Now we move on to a red Bordeaux Graves, Château Pape Clément 1990 (yes, rich and meaty meaty). Well, pigeon of course, touched with a super-delicate, almost infinitesimal taste of licorice (reglisse) and teamed up with rounds of very very tender turnips. Zap! Another wine, another paring that makes your mouth and your palate happy to be, well, a mouth and a palate.

The cheese course was not a cinch but almost. A 1985 Rozes vintage port, rinsing the palate that has just devoured creamy bits of fourme d'Ambert, the rich and memorable cow's milk blue cheese from the Auvergne. Senderens sent us all swooning with his spicy brioche, spiked with cinnamon and dried fruits.

The lunch was a walk down memory lane for many. For Paul Bocuse (three Michelin stars in Lyon for 35 years) and Paul Troisgros ( three Michelin stars in Roanne for 33 years) there was talk of the day they met on this very spot, the restaurant Lucas Carton 50 years ago, when the luxurious Art Nouveau restaurant was a bastion of classic French cuisine. Both Bocuse and Troisgros were each 25 years old, and as they recall, here they were, cooking brand name Escoffier cuisine from the chef's bible of the time, Grignoire et Saulnier.

(Together, along with the Haeberlin family of the Auberge de l'Ill in Alsace, the three restaurants have 100 years of three stars.)

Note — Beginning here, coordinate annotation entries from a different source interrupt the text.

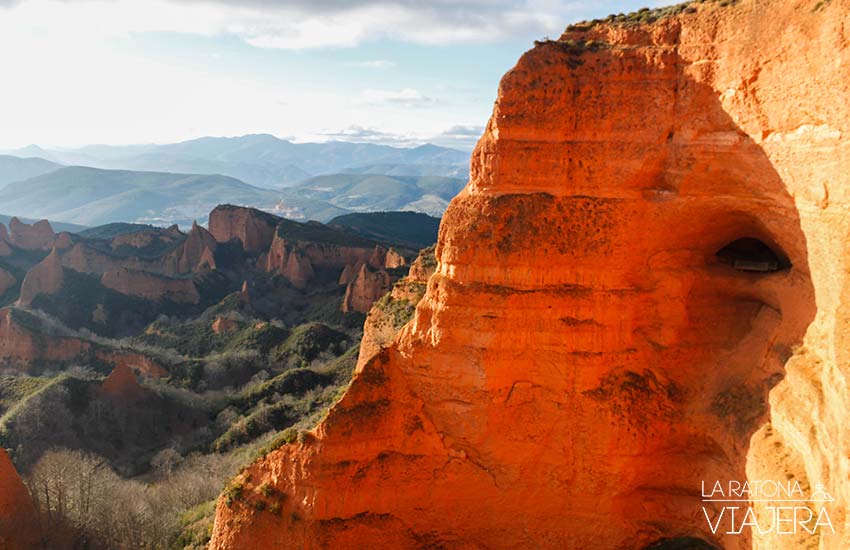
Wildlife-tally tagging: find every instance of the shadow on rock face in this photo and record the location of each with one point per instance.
(600, 337)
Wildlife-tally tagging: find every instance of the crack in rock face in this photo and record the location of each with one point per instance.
(636, 293)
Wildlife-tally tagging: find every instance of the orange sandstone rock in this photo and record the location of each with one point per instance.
(390, 313)
(38, 236)
(46, 277)
(21, 345)
(18, 519)
(254, 228)
(394, 259)
(122, 384)
(136, 362)
(197, 251)
(585, 355)
(150, 286)
(7, 281)
(223, 324)
(365, 289)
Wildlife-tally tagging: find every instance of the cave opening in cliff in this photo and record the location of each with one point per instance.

"There are not many here in this room who remember classical French cooking," mused Bocuse. "Does it matter that they don't? Not really," he declared, ever in a jovial, contented mood.

Around the room, each three-star chef and restaurateur had a chance to say a word. For restauranteur Jean-Claude Vrinat, who took over Paris 's Taillevent from his father, the decision to become a restaurateur came - you guessed it - while dining at Lucas Carton. Other chefs had passed through this kitchen, include Paris 's Pierre Gagnaire and Burgundy's Jacques Lameloise.

For Michel Guérard of France's southwest, the challenge of maintaining three stars is "like Michelin asking us to be Olympic champions every day." For Bernard Loiseau of Burgundy, "the toughest thing in life is to endure."

At the end of the day, Alain Senderens had the last word: "One can say that today, I am the only Michelin three-star chef who is working!"

While some items from the Michelin lunch may or may not show up on the menu at Lucas Carton, diners can always be assured of intelligent wine and food pairing, any season, any time of year.


LUCAS CARTON
9, place de la Madeleine
Paris 75008
Tel: 01 42 65 22 90
Fax: 01 42 65 06 23
All major credit cards. Closed the first three weeks of August, Saturday lunch, all day Sunday, and Monday lunch. 395-franc lunch menu; A la carte, 750 to 1140 francs, including service but not wine.